Un club interdit aux femmes… devant le Tribunal

Un club privé réservé aux hommes affirme que cette ségrégation est compatible avec l'ordre public et le droit au bien-être psychologique de ses membres…
La Commission des droits de la personne et des droits de la jeunesse (CDPDJ) poursuit le Côte-Saint-Luc Senior Men’s Club, une organisation privée réservée aux hommes de 55 ans et plus qui a refusé l’adhésion d’une femme.

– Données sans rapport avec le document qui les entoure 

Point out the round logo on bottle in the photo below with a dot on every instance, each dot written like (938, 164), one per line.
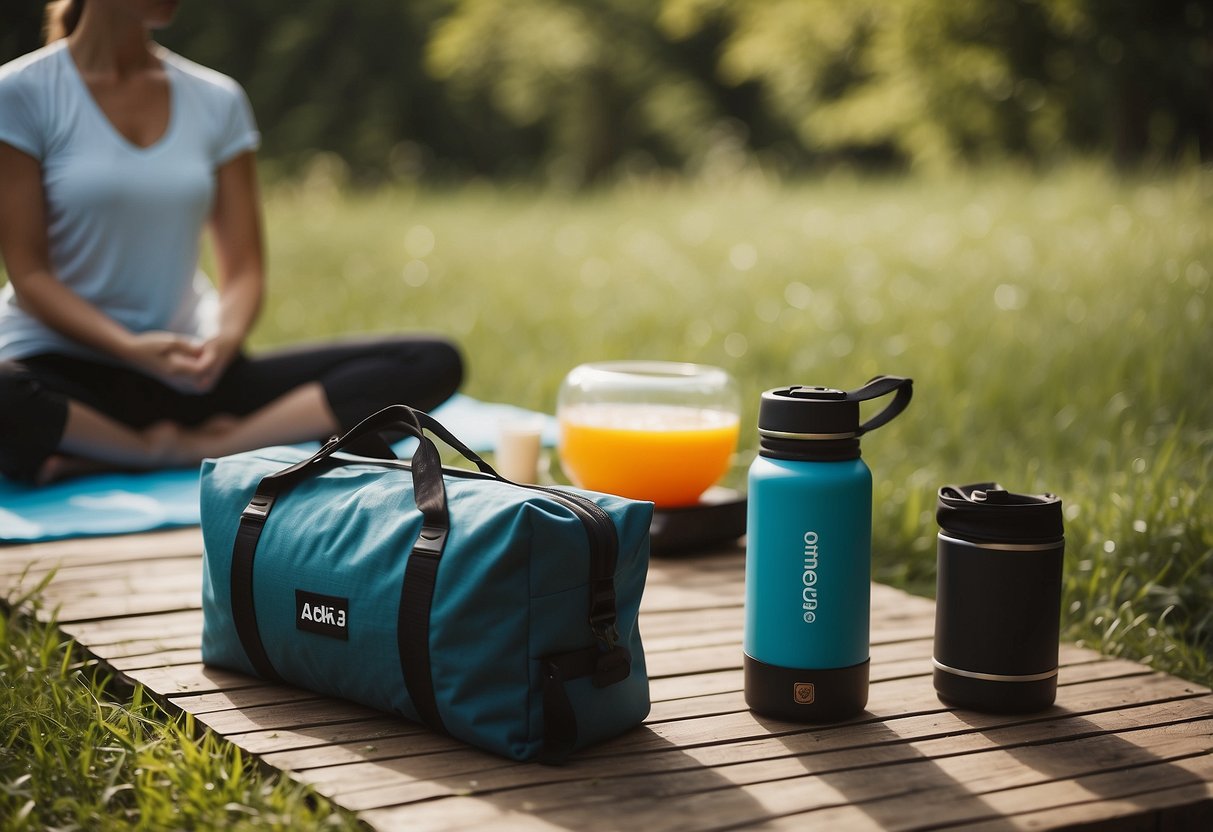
(804, 693)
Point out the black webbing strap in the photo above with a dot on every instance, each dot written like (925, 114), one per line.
(244, 614)
(559, 718)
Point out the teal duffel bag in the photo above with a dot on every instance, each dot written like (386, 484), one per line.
(504, 615)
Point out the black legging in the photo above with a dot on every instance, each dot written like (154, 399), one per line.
(358, 379)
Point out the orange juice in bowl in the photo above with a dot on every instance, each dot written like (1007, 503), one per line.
(648, 429)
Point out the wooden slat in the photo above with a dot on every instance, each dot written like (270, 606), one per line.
(910, 716)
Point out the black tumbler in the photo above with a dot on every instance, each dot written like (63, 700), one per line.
(998, 598)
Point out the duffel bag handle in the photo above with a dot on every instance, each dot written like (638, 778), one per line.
(430, 493)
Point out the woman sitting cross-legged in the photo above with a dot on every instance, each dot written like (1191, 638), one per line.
(115, 352)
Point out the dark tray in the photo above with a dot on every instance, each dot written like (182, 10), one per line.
(718, 518)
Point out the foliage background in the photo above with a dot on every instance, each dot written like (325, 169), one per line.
(573, 91)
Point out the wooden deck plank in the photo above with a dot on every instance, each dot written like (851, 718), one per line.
(917, 721)
(1123, 746)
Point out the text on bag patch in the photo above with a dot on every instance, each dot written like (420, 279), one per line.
(324, 615)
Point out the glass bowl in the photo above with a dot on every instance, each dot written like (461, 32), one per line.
(658, 431)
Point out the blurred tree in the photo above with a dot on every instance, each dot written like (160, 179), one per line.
(571, 90)
(596, 79)
(940, 81)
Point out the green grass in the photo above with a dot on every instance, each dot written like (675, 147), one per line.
(77, 752)
(1057, 326)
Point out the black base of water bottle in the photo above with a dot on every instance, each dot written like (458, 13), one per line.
(995, 696)
(806, 695)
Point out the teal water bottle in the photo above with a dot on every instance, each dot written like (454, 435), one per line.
(808, 551)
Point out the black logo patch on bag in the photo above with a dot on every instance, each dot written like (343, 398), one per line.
(323, 615)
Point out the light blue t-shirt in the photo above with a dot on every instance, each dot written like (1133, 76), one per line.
(124, 222)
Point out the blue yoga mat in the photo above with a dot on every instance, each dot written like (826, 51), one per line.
(125, 503)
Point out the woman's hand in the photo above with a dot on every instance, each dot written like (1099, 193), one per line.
(214, 358)
(172, 358)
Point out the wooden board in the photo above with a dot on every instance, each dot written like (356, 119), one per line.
(1125, 747)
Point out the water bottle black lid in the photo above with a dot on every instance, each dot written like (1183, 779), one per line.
(802, 412)
(986, 512)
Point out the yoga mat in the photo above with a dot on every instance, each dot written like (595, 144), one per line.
(129, 502)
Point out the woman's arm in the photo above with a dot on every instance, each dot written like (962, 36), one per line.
(23, 243)
(235, 229)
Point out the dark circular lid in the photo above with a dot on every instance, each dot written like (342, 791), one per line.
(808, 412)
(986, 512)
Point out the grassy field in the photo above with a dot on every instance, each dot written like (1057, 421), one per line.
(1058, 330)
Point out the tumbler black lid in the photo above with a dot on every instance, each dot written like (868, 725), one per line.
(803, 412)
(986, 512)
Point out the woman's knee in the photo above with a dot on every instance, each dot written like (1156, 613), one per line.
(32, 421)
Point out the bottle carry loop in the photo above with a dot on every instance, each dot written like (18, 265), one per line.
(878, 387)
(607, 662)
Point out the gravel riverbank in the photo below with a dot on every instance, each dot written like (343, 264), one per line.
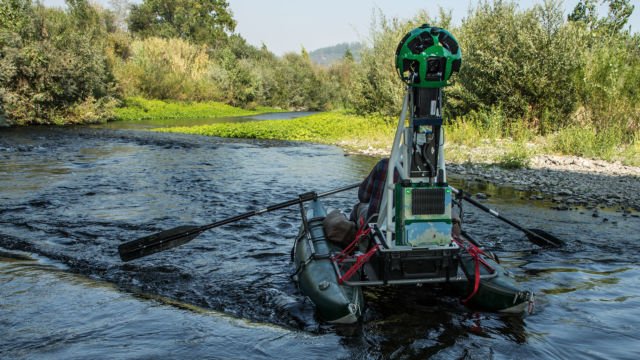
(569, 181)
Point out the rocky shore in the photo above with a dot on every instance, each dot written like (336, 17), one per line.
(568, 181)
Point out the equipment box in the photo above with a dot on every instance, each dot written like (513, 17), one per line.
(416, 263)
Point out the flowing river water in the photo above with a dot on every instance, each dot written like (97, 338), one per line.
(70, 196)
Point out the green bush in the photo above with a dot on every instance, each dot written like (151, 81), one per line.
(53, 68)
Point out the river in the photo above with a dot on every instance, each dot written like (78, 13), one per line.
(70, 196)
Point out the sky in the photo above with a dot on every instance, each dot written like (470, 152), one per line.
(288, 25)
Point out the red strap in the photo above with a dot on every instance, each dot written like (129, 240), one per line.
(475, 253)
(360, 261)
(362, 231)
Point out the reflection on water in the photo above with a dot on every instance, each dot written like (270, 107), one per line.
(73, 195)
(49, 314)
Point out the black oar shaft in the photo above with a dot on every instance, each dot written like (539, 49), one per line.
(181, 235)
(545, 240)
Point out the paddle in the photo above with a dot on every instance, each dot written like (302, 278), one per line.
(536, 236)
(180, 235)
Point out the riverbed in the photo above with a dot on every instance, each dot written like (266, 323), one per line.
(70, 196)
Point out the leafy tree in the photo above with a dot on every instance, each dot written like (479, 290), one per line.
(52, 64)
(617, 17)
(201, 21)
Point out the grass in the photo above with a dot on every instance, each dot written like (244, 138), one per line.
(336, 127)
(143, 109)
(472, 139)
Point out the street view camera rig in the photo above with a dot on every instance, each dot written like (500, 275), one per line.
(419, 214)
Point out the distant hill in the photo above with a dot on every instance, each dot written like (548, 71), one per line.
(329, 55)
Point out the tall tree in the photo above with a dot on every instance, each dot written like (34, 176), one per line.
(201, 21)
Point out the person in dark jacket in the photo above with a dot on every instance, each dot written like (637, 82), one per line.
(370, 194)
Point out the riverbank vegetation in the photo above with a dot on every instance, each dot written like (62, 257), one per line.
(559, 84)
(136, 108)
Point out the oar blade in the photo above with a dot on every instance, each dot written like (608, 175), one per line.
(158, 242)
(543, 238)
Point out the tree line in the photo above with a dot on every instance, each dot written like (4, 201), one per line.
(534, 67)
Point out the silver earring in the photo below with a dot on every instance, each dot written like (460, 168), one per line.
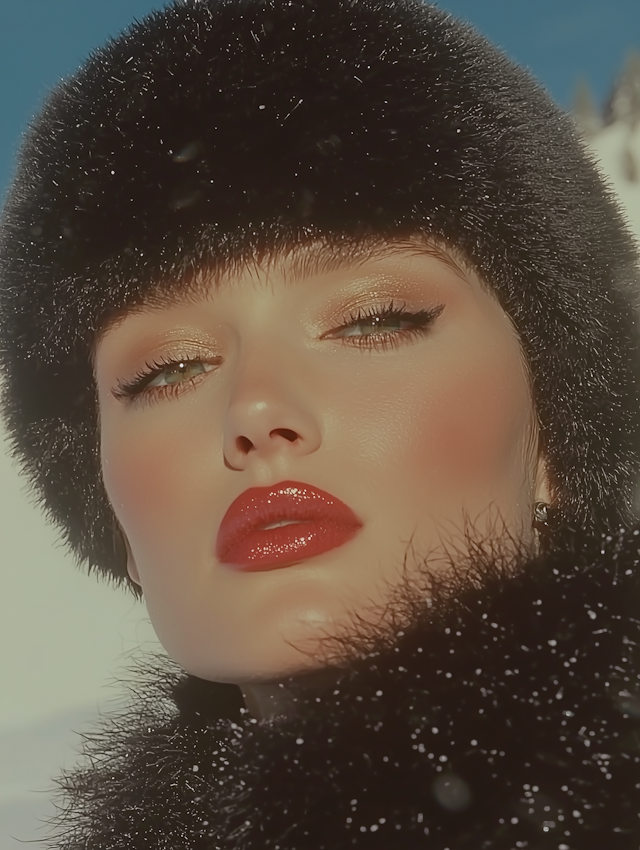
(541, 513)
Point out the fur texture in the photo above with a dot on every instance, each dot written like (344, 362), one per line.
(219, 131)
(507, 717)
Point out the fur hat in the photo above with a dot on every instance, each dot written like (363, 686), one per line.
(216, 131)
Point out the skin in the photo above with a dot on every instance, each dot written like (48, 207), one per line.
(417, 439)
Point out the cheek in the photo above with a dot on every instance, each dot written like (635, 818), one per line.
(147, 476)
(473, 425)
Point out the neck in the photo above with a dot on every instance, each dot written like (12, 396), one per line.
(276, 698)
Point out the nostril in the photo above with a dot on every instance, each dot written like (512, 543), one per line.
(287, 433)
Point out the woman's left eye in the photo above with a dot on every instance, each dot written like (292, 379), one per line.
(382, 328)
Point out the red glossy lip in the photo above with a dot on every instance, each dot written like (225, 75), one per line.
(320, 522)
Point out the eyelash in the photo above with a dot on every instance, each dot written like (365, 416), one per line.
(421, 321)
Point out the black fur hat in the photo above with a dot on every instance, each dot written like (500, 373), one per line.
(220, 130)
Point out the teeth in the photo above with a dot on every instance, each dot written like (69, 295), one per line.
(279, 524)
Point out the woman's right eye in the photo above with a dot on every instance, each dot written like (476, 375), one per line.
(168, 377)
(163, 377)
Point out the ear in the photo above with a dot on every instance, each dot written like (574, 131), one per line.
(132, 568)
(542, 489)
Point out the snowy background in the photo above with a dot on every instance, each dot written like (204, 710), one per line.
(66, 638)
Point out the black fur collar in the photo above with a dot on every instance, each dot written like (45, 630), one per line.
(507, 717)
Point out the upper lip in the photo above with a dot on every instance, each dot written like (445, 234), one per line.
(288, 500)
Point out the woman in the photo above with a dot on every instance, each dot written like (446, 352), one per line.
(318, 332)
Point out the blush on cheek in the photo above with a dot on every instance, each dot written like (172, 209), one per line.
(143, 481)
(473, 429)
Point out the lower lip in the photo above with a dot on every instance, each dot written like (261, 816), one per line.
(273, 548)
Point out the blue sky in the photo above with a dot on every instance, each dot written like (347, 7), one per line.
(558, 40)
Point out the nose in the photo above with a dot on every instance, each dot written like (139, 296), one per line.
(270, 417)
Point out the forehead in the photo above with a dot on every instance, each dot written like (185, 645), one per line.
(293, 265)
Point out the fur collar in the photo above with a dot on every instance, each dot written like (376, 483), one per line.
(507, 717)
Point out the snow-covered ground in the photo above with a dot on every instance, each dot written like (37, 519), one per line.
(617, 148)
(64, 636)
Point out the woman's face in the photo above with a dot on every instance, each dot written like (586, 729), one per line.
(418, 424)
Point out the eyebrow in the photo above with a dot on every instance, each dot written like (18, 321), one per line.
(297, 264)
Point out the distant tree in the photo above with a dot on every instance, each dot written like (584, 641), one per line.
(584, 109)
(624, 101)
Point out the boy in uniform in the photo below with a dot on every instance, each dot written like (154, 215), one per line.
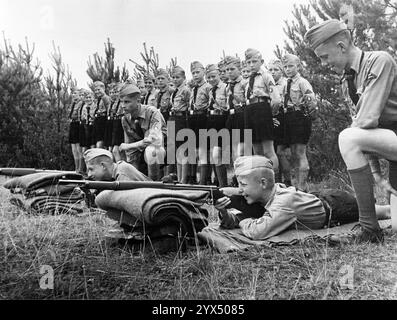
(299, 103)
(163, 94)
(87, 117)
(217, 114)
(144, 132)
(245, 71)
(197, 118)
(180, 100)
(141, 86)
(370, 85)
(262, 95)
(80, 107)
(116, 114)
(74, 117)
(110, 116)
(150, 97)
(222, 71)
(276, 69)
(283, 207)
(100, 113)
(235, 100)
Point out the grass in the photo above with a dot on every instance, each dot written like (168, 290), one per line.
(86, 266)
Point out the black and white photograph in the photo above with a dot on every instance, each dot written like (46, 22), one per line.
(201, 156)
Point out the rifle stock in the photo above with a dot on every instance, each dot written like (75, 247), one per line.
(215, 192)
(25, 171)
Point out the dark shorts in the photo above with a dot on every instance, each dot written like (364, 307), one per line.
(108, 133)
(258, 118)
(391, 125)
(99, 128)
(197, 122)
(279, 131)
(340, 206)
(82, 134)
(74, 132)
(218, 122)
(117, 133)
(166, 115)
(180, 123)
(88, 136)
(233, 123)
(298, 127)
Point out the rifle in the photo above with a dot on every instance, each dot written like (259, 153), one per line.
(215, 192)
(26, 171)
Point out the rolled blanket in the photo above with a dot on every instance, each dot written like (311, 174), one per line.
(157, 207)
(30, 182)
(50, 205)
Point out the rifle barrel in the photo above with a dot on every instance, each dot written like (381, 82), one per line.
(24, 171)
(128, 185)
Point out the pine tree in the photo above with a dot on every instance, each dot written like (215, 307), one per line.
(372, 24)
(103, 68)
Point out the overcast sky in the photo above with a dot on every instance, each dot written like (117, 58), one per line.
(187, 29)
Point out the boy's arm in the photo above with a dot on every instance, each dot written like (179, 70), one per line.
(378, 86)
(270, 224)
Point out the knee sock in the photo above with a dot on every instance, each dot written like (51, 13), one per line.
(362, 182)
(203, 173)
(302, 178)
(154, 172)
(393, 174)
(221, 175)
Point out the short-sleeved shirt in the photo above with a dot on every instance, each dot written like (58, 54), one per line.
(238, 91)
(149, 119)
(116, 109)
(180, 98)
(281, 85)
(150, 98)
(286, 206)
(74, 111)
(264, 81)
(87, 114)
(103, 106)
(301, 91)
(164, 104)
(376, 83)
(202, 98)
(220, 97)
(124, 171)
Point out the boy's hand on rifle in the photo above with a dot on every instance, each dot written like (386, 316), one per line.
(385, 185)
(230, 191)
(222, 203)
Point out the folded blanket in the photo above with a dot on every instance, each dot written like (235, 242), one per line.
(224, 240)
(31, 182)
(158, 207)
(50, 205)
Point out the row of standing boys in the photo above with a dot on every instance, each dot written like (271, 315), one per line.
(274, 102)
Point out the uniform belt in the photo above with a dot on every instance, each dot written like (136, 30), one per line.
(293, 108)
(258, 99)
(197, 112)
(216, 112)
(177, 113)
(237, 108)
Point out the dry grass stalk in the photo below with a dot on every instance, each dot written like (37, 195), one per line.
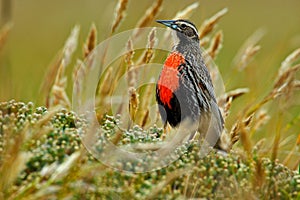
(216, 44)
(130, 64)
(148, 17)
(133, 102)
(91, 41)
(248, 50)
(55, 81)
(244, 137)
(276, 141)
(248, 56)
(71, 45)
(4, 34)
(261, 119)
(290, 59)
(210, 23)
(148, 53)
(259, 175)
(119, 14)
(296, 84)
(292, 152)
(225, 100)
(285, 77)
(58, 95)
(241, 125)
(106, 88)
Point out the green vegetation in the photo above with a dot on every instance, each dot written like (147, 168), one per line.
(41, 150)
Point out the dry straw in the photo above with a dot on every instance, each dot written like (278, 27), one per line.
(91, 41)
(148, 17)
(209, 24)
(119, 14)
(148, 54)
(4, 32)
(248, 50)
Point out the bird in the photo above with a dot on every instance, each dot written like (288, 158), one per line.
(184, 89)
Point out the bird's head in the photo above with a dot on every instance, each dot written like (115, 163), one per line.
(184, 28)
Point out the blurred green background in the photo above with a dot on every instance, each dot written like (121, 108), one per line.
(40, 29)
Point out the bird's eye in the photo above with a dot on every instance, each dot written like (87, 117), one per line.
(183, 26)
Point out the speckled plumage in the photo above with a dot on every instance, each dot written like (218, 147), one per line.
(194, 95)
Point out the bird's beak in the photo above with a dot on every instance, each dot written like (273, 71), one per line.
(168, 23)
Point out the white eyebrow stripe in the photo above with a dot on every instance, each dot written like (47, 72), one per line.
(190, 25)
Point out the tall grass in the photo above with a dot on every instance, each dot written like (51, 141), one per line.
(44, 143)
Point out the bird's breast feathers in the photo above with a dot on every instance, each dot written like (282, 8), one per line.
(169, 80)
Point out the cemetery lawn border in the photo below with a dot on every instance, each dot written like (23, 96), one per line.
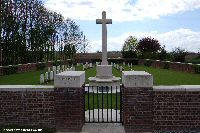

La Commission agit au nom de Sonia Cohen-Peillon, qui allègue avoir été victime de discrimination fondée sur le sexe après que le Club lui ait refusé son adhésion en raison du fait qu'elle est une femme.
La CDPDJ réclame 4 000 $ en dommages moraux pour Mme Cohen-Peillon et exige du Club qu’il révise sa politique pour se conformer à la Charte des droits et libertés de la personne.
Le Tribunal des droits de la personne (TDP) a rendu le 30 septembre une décision sur des questions préliminaires dans ce dossier. Le fond de l’affaire – la question de savoir si le Club a bel et bien exercé de la discrimination contre Mme Cohen-Peillon – doit encore être entendue par le Tribunal.
Dans la décision qui vient d’être rendue, c’est Mes Liz Lacharpagne et Emma Tardieu, de Bitzakidis Clément-Major Fournier, qui agissent pour la Commission, la demanderesse.

Le Club, le défendeur, est représenté par Mes Reevin Pearl et Fedor Kyrpichov, du cabinet Pearl & Associés.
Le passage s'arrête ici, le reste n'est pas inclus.